湖沼「結氷」のメカニズムについて


さて暖冬の影響でなかなか結氷する気配がありませんが、「結氷」のメカニズムについて整理してみました。

結氷初めの鍵にになるのは「水は4℃で密度が最大になる」ということ。
言い換えるなら「水は4℃が一番重い」。


※水の性質と役割「水の密度の温度変化」より

湖水の温度が全て4℃になって以降、湖面でさらに冷やされ4℃以下になった水は密度が小さくなり下にいくことが出来なくなります。
4℃の方が重くて沈むので、4℃以下に冷えた水は浮くことになる。
下に行けない水は更に冷やされ続け、やがて表面から凍り出すわけです。
これが結氷の始まり。
また雪が降る、風が吹くことで湖水の温度は下がりますから、水温を下げる結氷前の雪、風は歓迎となります。
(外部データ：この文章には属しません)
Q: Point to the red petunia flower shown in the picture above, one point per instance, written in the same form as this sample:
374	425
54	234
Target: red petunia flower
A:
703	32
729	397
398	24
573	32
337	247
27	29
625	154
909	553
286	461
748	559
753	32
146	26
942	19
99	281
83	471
ちなみに十和田湖は標高が400mの場所にありますが、結氷しないのは水深があるからです。
湖水全体が4℃以下に冷える前に春が来てしまうから不凍湖なんですね。

さらに氷を通して冷やされた水もどんどん凍り、厚みが増していきます。
これがいわゆる「真氷」と呼ばれる硬い透明の氷です。
姉沼だと例年5〜7cmくらいです。

ここからは雪が必要と思ってましたが、ちょっと違うようです。
雪が氷に乗ってしまうことにより、雪の断熱効果で氷の下まで冷気が伝わらず氷の成長が止まります。
なのでいつも真氷の成長は5cm程度で止まってしまう訳です。
「冷え込みが弱い」というよりも「雪が邪魔している」という方が正しいのです。
なので、冷え初めの結氷初期にはなるべく雪は降らないほうが良いということです。

雪が降らずにどんどん氷が成長していくのが理想ですが、実際には雪もある程度降ってしまうので、雪が溶けて、凍っての繰り返しで厚みが増していくのが実態ではあります。
時系列で雪、風の影響をまとめると以下のようになります。

◎結氷前(雪歓迎、風歓迎)早く4℃以下まで下がることが理想

◎結氷初め(雪いらない、風いらない)結氷を阻害する要因になるからどっちも不要

◎結氷後(雪歓迎、風どうでも良い)厚みを増す雪は歓迎、風は関係なくなる

いずれにしろ寒気は必須なので早く下りてきて欲しいですね。